Falung Gong members are now citing specific evidence of the systematic torture and execution of members who have been arrested. Here are some of the specific cases they cite:

“According to insiders, some evil police officers in Mainland China are colluding with greedy doctors and looking to sell the organs of Falun Gong practitioners for large sums of money,” claims a Faun Gong statement. “Needless to say, their plans are cruel and heartless to the extreme. One source indicates that a certain hospital in the city of Shijiazhuang that specializes in Chinese medicine has received six such requests. Everyone, especially the families of the practitioners who are in jail, are asked to pay close attention to this development. The only way to prevent your loved ones from being persecuted in such a way is to expose the evil deeds of the authorities.”

The group also charges that some prison guards offered drug addicts narcotics if they beat up Falun Gong members.

The stories, as horrifying as they seem, are backed up by a Chinese doctor who defected to the United States.

On June 27, 2001, Wang Guoqi, a doctor specializing in the burn victims unit at the Paramilitary Tianjin General Hospital in Tianjin, testified before the Subcommittee on International Operations and Human Rights of the United States House of Representatives.

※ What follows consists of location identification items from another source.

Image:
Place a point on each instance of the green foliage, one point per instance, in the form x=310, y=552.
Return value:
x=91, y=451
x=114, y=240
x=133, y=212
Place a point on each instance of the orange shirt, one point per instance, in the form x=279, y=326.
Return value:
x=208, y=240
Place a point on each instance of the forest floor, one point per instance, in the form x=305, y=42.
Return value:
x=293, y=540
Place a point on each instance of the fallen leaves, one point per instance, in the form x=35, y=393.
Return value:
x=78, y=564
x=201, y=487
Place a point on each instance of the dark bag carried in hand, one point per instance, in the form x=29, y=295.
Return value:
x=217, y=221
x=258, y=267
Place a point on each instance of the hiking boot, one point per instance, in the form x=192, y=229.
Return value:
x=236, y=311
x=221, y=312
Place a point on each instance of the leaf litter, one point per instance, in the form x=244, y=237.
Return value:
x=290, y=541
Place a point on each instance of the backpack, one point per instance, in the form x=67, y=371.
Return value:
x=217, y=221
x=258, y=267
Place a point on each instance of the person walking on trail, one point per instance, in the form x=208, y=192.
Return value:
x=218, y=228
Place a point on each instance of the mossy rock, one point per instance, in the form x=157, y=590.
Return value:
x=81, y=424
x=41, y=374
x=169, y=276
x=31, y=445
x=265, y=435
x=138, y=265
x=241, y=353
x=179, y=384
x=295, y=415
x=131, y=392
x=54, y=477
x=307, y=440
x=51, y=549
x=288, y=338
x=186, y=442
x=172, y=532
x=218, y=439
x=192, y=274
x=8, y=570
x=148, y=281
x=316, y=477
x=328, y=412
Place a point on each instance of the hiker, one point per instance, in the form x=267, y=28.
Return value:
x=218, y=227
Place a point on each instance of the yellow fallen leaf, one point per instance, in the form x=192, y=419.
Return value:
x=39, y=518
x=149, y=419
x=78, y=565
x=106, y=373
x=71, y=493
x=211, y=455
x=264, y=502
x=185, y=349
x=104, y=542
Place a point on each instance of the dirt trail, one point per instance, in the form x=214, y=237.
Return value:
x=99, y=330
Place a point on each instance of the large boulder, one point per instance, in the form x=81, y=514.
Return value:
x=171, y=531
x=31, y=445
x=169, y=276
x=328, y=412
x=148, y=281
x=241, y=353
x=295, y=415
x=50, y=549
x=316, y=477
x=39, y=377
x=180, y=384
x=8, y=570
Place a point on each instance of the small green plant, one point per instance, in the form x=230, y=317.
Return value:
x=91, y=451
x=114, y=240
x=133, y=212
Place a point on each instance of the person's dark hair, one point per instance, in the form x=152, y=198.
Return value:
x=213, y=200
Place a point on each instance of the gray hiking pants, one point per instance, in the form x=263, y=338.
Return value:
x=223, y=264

He said in his testimony that he was sent by the hospital to remove skin and corneas from the corpses of over 100 executed prisoners at a crematorium.

Dr. Thomas Diflo also testified. Diflo, who is working in the NYU Medical Center, wrote in his article published in a May issue of the New York Village Voice that six of his patients who had kidney transplants in China came to him afterwards for medical care. These patients all told him that their new kidneys came from executed prisoners.

“We call on organizations, governments, people of conscience around the world, and the United Nations to please pay attention to this severe problem,” said a Falun Gong statement.

The number of death sentences passed, as the number of executions carried out, are classed as state secrets in China. But, according to international monitors, China is clearly the leader in the world.

In 2003, according to a judicial source, 5,000 people were executed in China. Chen Zhonglin, a member of the People?s National Congress in Beijing, said that China carries out 10,000 executions every year. His declaration was published on the China Youth Daily in March 2004. This was the first time that a similar declaration was published by a state-controlled newspaper.

China’s Attorney General Han Zubin has called for measures against “separatists, terrorists and adherents to evil cults” to be stepped up for the sake of “national security.” In the five years up to 2003, some 3,500 people had been charged with “crimes against the state,” including murder, bomb attacks and arson, but also non-violent political dissent. Han confirmed that the total included suspected practitioners of Falun Gong, a spiritual movement branded an “evil cult” by the communist authorities and outlawed in 1999.

It’s illegal to buy or sell organs in China. But a 1984 law allows organs to be transplanted from an executed prisoner if family members don’t claim the body right away. Amnesty International says Chinese media reported 1,060 judicial executions in 2002. But it says the actual figure may be as high as 15,000. Most harvested prisoner organs are sold to medical “visitors” from Hong Kong, Taiwan or Singapore.